In socionics these pairs share dual cognitive styles, which is what creates the attraction between them. INFJ has vortical-synergetic thinking that is complimentary to ENFP's holographic-panoramic thinking. INFP has causal-determinist thinking style that is complimentary to ENFJ's dialectical-algorithmic thinking. This means that the other person thinks in a way that is attractive to your own.
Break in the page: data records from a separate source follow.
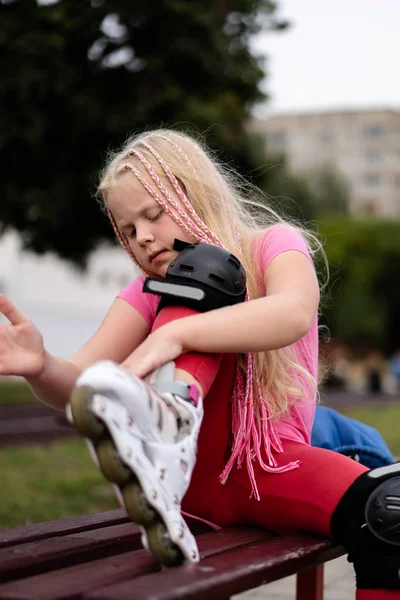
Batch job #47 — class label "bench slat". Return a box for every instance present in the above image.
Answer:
[0,527,271,600]
[0,508,130,548]
[0,523,140,582]
[83,535,343,600]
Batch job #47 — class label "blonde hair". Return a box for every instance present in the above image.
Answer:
[98,129,321,418]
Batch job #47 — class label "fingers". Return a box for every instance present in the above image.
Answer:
[0,294,29,325]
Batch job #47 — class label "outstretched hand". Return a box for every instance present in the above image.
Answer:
[0,294,45,376]
[122,323,185,377]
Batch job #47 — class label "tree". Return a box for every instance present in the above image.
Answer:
[319,217,400,354]
[0,0,286,263]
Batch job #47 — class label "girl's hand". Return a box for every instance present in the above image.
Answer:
[0,294,45,377]
[122,323,185,377]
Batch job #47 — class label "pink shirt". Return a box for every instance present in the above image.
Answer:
[118,225,318,444]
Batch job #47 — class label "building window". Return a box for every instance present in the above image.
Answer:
[364,173,382,187]
[360,198,379,215]
[365,150,384,164]
[319,131,333,145]
[268,129,287,146]
[363,125,384,138]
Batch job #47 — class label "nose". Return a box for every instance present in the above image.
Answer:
[136,224,155,246]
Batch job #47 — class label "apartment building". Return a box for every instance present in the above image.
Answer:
[251,109,400,218]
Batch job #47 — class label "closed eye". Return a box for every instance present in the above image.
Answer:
[149,209,164,221]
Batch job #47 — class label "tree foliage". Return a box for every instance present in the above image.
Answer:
[319,217,400,353]
[0,0,286,263]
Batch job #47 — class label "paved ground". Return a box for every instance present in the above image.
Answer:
[232,556,356,600]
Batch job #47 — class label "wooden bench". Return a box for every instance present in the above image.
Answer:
[0,509,344,600]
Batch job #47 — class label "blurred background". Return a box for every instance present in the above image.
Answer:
[0,0,400,525]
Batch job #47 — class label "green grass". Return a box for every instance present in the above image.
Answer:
[340,402,400,456]
[0,403,400,528]
[0,440,118,528]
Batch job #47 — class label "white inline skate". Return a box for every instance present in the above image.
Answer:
[67,361,203,566]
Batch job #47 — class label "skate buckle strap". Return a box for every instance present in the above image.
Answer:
[153,381,200,407]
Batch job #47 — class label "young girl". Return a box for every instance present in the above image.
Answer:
[0,130,400,600]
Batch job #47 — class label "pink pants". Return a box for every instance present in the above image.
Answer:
[153,307,367,536]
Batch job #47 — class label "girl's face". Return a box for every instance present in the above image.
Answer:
[107,178,196,278]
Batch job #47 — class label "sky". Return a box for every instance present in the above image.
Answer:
[253,0,400,116]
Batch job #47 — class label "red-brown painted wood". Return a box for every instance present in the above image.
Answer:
[0,509,344,600]
[296,565,324,600]
[0,527,270,600]
[0,508,130,548]
[83,535,343,600]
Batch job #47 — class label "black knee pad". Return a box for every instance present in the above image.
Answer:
[331,463,400,589]
[143,240,246,312]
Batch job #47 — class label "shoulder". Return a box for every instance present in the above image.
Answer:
[118,275,160,327]
[255,223,312,271]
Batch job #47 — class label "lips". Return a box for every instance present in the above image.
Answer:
[149,249,166,262]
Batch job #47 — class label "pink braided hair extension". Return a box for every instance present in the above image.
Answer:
[107,207,143,272]
[117,163,203,239]
[140,141,223,248]
[108,149,299,500]
[128,150,210,244]
[150,134,242,254]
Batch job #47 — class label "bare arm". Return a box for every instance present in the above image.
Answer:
[0,296,149,409]
[170,251,319,353]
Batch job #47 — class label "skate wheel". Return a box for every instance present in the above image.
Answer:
[122,481,158,527]
[146,521,184,567]
[70,386,105,440]
[95,438,132,485]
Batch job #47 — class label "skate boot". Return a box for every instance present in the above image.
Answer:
[66,361,203,567]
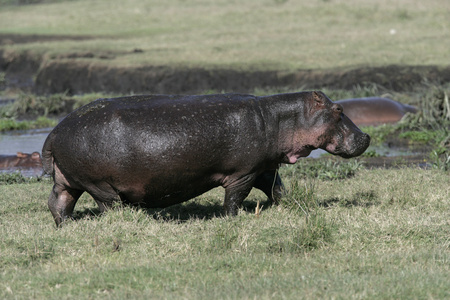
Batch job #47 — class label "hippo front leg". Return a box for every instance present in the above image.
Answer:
[253,170,284,205]
[48,184,83,227]
[223,176,254,216]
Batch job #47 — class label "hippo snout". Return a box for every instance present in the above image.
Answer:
[340,132,370,158]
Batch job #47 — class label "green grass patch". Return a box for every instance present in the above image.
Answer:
[0,167,450,299]
[0,0,450,70]
[0,117,58,132]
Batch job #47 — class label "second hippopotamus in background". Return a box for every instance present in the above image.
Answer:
[42,91,370,225]
[336,97,417,126]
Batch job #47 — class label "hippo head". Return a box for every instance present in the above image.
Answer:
[286,92,370,163]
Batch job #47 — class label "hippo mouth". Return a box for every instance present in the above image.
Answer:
[285,145,317,164]
[323,134,370,158]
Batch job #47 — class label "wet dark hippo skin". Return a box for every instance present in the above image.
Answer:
[335,97,417,126]
[42,92,370,225]
[0,152,42,170]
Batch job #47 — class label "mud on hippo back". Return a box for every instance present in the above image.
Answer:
[42,92,370,225]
Descriptions of styles: Socionics - the16types.info - Forms of Cognition by Victor Gulenko

(note that INFJ changes to INFp in socionics and INFP changes to INFj, while ENFP and ENFJ stay same, ENFp and ENFj respectively)


----------



## Geoffrey (Jan 27, 2012)

cyamitide;bt29149 said:


> There is an explanation for this that goes a level deeper[. . . .]



-----Thank you for the explanation and link. I have only dipped my toes into the pool of Socionomics, so I don't yet have a grasp of the terminology. However, I'm looking forward to trying it!


----------